On Friday, Malaysian businessman Tan removed the red home strip he introduced in 2012 in the wake of a record low crowd at the Cardiff City Stadium for the FA Cup third-round tie with Colchester and planned supporters' protests in the new year over the club's controversial rebranding exercise.
"Vincent is open to the idea," Dalman said about the possibility of supporters being represented on the Cardiff board.
"We have already made some bridges and I think this decision (returning kit colour to blue) will help us us get there much faster.
"I have started meeting with the fans' group or representatives before every board meeting for them to tell us our views.
"I've got closer to the fans at games and I'd like Vincent to do that because I think he'd actually find it's a wonderful world."
Cardiff City Supporters' Trust wants further dialogue between the club and fans over the design of the new bluebird badge and the idea of having supporters' representation on the board
"The last two-and-a-half years have shown that meaningful dialogue and engagement between the club and its supporters is essential as we move forward," chairman Tim Hartley said in a Trust statement.
"We are meeting club executives next month and hope that this will mark the beginning of a new era.
"Mr Tan has mooted the idea of a supporter representative on the club's board.
"We have seen what a success having a Supporter Trust director on the board has been at Swansea City and we would like to see a democratically elected representative on Cardiff City's board
Swansea are the only Barclays Premier League team of the 14 league clubs who currently have fan representatives on their board, with the Swansea City Supporters Trust owning 20 per cent of the club.

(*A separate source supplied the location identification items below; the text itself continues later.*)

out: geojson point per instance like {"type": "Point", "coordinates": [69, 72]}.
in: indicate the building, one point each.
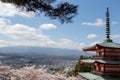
{"type": "Point", "coordinates": [106, 60]}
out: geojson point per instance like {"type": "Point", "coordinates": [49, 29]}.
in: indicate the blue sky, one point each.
{"type": "Point", "coordinates": [26, 29]}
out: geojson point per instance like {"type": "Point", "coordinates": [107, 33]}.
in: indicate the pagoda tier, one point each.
{"type": "Point", "coordinates": [104, 66]}
{"type": "Point", "coordinates": [105, 50]}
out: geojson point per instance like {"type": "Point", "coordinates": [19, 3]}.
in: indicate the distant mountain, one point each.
{"type": "Point", "coordinates": [25, 50]}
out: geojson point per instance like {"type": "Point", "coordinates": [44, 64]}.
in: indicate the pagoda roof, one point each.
{"type": "Point", "coordinates": [108, 61]}
{"type": "Point", "coordinates": [104, 44]}
{"type": "Point", "coordinates": [91, 76]}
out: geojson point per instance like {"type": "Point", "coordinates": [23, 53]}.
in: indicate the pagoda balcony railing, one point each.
{"type": "Point", "coordinates": [106, 72]}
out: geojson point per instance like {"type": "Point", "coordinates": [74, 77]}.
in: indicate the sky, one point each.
{"type": "Point", "coordinates": [20, 28]}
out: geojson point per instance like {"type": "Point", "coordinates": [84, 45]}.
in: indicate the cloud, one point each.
{"type": "Point", "coordinates": [91, 36]}
{"type": "Point", "coordinates": [48, 26]}
{"type": "Point", "coordinates": [115, 36]}
{"type": "Point", "coordinates": [98, 22]}
{"type": "Point", "coordinates": [10, 10]}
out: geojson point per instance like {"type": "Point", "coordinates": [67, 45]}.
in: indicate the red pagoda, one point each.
{"type": "Point", "coordinates": [106, 60]}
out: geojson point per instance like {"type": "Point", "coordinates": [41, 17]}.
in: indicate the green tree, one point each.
{"type": "Point", "coordinates": [64, 11]}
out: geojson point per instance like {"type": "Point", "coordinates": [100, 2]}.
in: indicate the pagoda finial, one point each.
{"type": "Point", "coordinates": [107, 27]}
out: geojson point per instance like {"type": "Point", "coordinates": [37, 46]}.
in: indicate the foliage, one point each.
{"type": "Point", "coordinates": [64, 11]}
{"type": "Point", "coordinates": [30, 73]}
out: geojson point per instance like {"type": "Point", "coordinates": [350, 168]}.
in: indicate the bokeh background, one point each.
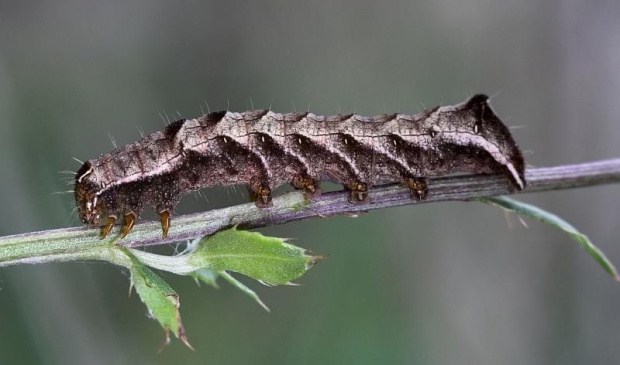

The government revealed plans in October for the establishment of an 'Expert Group' of football administrators, which would examine issues aimed at giving fans a greater voice in the running of their clubs.
Labour has also produced radical plans concerning football clubs ahead of the General Election in May, saying it would allow supporters to have seats on every board and possess the right to buy a significant slice of a club's shares when its ownership changes.
Supporters would not be able to block takeovers or change corporate strategy, but could obtain financial and commercial information about the club and appoint and remove up to a quarter - and not less than two - of a club's directors.
Fans could also purchase up to 10 per cent of the shares when a club changes ownership.
The buyer acquiring control - defined as 30 per cent - would have to offer the trust up to a 10th of the shares they were purchasing for 240 days following the deal.
This option would be capped once a trust had acquired 10 per cent of the club's shares, though that would not prevent it from buying more shares if it wanted.